Die Bremer Stadtmusikanten am Rathaus, das Mahnmal für die Opfer der Novemberpogrome 1938, die Bark „Alexander von Humboldt“ am Martinianleger, der Lichtbringer an der Böttcherstraße, der Hirte mit den Sögestraßen-Schweinen, der Gesche-Gottfried-Spuckstein auf dem Domshof und das benachbarte Bismarck-Reiterstandbild bilden einen „digitalen literarisch-musikalischen Audiowalk“. So nennen die Schöpferinnen und Schöpfer ihre auf Dauer angelegte Installation: An oder in der Nähe der Objekte sind Hinweistafeln mit QR-Codes angebracht. Damit lässt sich auf dem Smartphone die mit Musik unterlegte jeweilige Interpretation der Geschichte abrufen.
Wer es ausprobiert, merkt sofort: Ein gewöhnlicher Audioguide mit Musik ist das nicht. „Wie könnt ihr so was Sühne nennen?“, beginnt der Text zum Mahnmal aus geschwärztem Beton zum Gedenken an die Bremer Pogromopfer. Besucher der „Alex“ werden ermuntert, „einen Fuß auf die ächzende Bark“ zu setzen, auf einen „tonnenschweren Erinnerungsspeicher“, „im Wind gealtert, heimgekehrt, über hundertjährig“. Am Reiterstandbild Otto von Bismarcks, dem „Mann aus Bronze auf seinem ostelbischen Gaul“, erfahren die als „ihr Flaneure“ angesprochenen Zuhörer, dass der ehemalige Reichskanzler und „Deichhauptmann von der Elbe“ ein schlechter Reiter gewesen sein soll. Und das Goldrelief des Lichtbringers am Eingang der Böttcherstraße? Das erzähle in Wahrheit mehr als eine Geschichte und sei eher „den Mächten der Finsternis“ gewidmet, als dass es dem Erzengel Michael huldigt.
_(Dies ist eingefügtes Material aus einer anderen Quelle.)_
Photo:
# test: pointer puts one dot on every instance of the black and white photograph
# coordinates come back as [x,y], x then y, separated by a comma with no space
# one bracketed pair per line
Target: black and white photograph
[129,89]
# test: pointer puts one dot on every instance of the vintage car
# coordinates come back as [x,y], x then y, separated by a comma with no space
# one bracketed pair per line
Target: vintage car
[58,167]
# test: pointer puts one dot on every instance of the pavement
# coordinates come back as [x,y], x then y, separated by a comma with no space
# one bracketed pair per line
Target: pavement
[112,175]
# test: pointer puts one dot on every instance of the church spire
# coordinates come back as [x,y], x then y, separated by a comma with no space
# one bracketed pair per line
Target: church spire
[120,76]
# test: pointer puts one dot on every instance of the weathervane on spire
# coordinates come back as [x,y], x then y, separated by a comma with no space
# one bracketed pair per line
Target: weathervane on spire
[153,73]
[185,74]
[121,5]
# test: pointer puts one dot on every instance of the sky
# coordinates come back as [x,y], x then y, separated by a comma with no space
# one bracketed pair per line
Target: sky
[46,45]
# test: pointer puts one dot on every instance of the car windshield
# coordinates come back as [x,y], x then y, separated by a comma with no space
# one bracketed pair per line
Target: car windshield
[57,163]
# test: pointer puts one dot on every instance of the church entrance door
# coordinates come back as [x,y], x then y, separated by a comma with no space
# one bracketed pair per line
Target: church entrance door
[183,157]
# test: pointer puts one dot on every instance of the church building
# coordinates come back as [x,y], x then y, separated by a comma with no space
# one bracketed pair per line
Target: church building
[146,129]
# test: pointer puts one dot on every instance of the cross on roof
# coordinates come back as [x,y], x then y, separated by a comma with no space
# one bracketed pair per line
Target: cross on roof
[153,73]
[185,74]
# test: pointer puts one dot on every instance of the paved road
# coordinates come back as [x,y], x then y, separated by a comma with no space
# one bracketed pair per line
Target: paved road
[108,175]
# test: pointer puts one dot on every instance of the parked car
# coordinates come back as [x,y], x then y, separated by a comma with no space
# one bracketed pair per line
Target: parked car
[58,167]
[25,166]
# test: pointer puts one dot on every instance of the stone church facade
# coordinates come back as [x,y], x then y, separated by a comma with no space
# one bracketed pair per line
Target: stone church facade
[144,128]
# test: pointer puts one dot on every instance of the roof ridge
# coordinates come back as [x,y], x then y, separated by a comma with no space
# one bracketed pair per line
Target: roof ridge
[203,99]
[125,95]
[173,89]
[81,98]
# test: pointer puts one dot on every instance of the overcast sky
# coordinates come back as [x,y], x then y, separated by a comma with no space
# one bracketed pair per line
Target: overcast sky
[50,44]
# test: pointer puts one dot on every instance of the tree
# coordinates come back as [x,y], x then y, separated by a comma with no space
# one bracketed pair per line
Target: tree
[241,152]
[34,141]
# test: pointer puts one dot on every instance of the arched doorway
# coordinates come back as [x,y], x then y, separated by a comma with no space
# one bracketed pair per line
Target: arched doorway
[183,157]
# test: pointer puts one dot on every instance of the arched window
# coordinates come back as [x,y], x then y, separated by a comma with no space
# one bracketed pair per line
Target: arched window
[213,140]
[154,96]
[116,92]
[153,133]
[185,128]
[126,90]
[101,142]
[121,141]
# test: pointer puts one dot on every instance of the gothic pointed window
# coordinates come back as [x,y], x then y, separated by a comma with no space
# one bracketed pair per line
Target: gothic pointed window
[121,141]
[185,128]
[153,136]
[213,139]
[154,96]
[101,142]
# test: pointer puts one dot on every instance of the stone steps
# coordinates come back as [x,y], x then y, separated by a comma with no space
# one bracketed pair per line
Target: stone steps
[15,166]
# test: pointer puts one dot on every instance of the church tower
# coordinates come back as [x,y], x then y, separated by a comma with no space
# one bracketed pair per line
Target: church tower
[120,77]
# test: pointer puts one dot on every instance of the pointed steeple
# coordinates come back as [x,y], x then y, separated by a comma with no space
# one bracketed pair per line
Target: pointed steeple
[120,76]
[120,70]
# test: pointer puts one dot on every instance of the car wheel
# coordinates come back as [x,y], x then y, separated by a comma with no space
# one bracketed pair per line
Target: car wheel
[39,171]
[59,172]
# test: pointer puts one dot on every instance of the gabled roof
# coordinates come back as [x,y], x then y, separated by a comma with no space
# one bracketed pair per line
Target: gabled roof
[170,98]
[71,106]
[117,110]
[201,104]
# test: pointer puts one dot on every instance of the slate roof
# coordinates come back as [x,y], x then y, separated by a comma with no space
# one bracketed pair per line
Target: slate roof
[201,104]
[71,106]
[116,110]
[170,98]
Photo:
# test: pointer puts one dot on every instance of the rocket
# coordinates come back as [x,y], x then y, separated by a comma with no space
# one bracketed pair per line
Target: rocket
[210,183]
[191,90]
Die Texte stammen von Bremer Autorinnen und Autoren. Schauspielerinnen und Profisprecher haben sie im Sendesaal vertont. Es gibt deutsch- und englischsprachige Versionen. Sieben professionelle Ensembles der freien Bremer Szene steuern die Musik bei. „Wir haben immer wieder positive Rückmeldungen“, sagt Jens Laloire vom Bremer Literaturkontor. Die sogenannten „Klickzahlen“ seien „okay, aber ausbaufähig“. Die Konkurrenz um Aufmerksamkeit sei groß in der Innenstadt. „Und als Bremer guckt man nicht so drauf.“ Zum Frühjahr hin wollen die Initiatoren noch einmal die Werbetrommel rühren und Impulse geben, wie ihr „nachhaltiges Projekt“ auch genutzt werden könnte: zum Beispiel für Schulexkursionen. „Einige Stadtführer haben die Lauschorte schon für sich entdeckt“, sagt Jens Laloire. Und die zwischen drei und achteinhalb Minuten langen Hörstücke und Musik ließen sich auch über Funklautsprecher abspielen.
Die sieben Lauschorte sind im Zusammenhang mit dem Bremer Aktionsprogramm Innenstadt entstanden und mit rund 66.000 Euro ausgestattet worden. „Uns war es wichtig, gute Honorare zu zahlen“, sagt Jens Laloire zur „Förderung der professionellen Produktion in Corona-Zeiten“. Das Team hatte mehr als 30 Vorschläge zur Auswahl. Sobald sich Finanzierungsmöglichkeiten für weitere Stationen auftun, könnte es zusätzliche Lauschorte geben. Laloire fallen sofort Beispiele ein, wie sich der Hörparcours erweitern ließe, etwa der Hanseatenhof, das Ansgaritor, das Rathaus, das Galeria-Kaufhof-Gebäude „und vielleicht ein paar randständigere Sachen“.
Die Lauschorte übrigens können bei Schmuddelwetter auch von lauschigen Orten wie dem heimischen Sofa aus besucht werden: Die Hörenswürdigkeiten sind nicht nur in der Innenstadt, sondern auch im Internet leicht zu finden. Flyer mit den QR-Codes liegen zudem bei der Tourismuszentrale aus.